Atender clientes es una experiencia única en su diario vivir.

—Un día vino un señor que jugó tenis durante toda su vida, pero ahora tenía muchos años de haber abandonado el deporte.

—¿Se compró una bicicleta?, le pregunto.

—Oye chamo, lo convencí de que se llevara una eléctrica. Al tiempo vino y me dijo con ella sentía que estaba entrando nuevamente al mundo del ejercicio y me lo agradeció.

Avioneta

Era 31 de diciembre de 2017. Su primer fin de año en Costa Rica. Estaba en compañía de su esposa Claudia, sus dos hijas y la amistad que les ofreció pasar esa fecha tan especial en Guanacaste.

Era el mediodía y en playa Corozalito se sentía mucho viento, recuerda Robertson.

Detrás del sitio turístico donde se encontraban hay una pista de aterrizaje. Se trata del Aeropuerto Punta Islita.

—Chamo, estábamos planeando qué íbamos a comer y beber por la noche. Hablábamos de todo. Muchos planes. Sabíamos de la pista estaba a escasos 300 metros de nuestras espaldas.

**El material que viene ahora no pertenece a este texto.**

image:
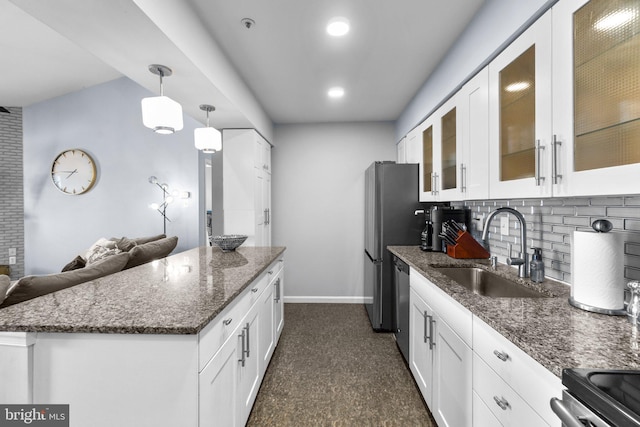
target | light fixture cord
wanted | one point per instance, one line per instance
(161, 87)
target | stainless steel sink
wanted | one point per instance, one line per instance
(486, 283)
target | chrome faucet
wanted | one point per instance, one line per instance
(523, 261)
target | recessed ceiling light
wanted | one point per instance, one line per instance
(336, 92)
(338, 26)
(517, 87)
(615, 19)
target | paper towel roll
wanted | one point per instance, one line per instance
(597, 269)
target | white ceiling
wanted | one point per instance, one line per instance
(286, 60)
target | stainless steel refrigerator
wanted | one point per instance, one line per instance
(391, 199)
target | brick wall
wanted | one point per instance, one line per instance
(551, 221)
(11, 185)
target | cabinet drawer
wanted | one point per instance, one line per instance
(533, 382)
(257, 287)
(505, 404)
(482, 415)
(216, 333)
(274, 269)
(458, 318)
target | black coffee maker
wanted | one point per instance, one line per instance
(434, 218)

—¿Era la avioneta...?, me cortó la pregunta.

—Sonaba como que la pista le sería mucho más larga. Yo dije: “algo pasa allí que no va a alzar vuelo”. Inmediatamente, se dio el estruendo.

—¿Qué hicieron?

—Todos corrimos. Yo fui uno de los primeros en llegar y ver una avioneta en llamas. Solo dije “Dios mío”. Agarré el celular y llamé al 9-1-1.

¡Usted estuvo en la tragedia de Punta Islita!, le dije.

—Chamo, hoy estamos, mañana no sabemos.

Robertson Castro Oropeza se mueve. Todos los días entra a las 9 a. m., pero, por lo general, llega a las 7 a. m. Su viaje al ciclo es de bajada, por lo que casi no suda. Se cambia de ropa. Se estabiliza un rato. Toma su celular y abre una aplicación para aprender idiomas.

Más inglés, algo de italiano, portugués y alemán. De algo le han servido para cuando llegan clientes que hablan distinto.

Es consciente de que las cosas cuestan. Sueña, junto a Claudia, tener una casa propia. Se esmera por darlo todo en el trabajo, en la casa y en la calle. No le gusta que le den el pescado. Prefiere que le enseñen a pescar.

“Lo que te cuesta, lo valoras, lo respetas y lo defiendes”, finaliza.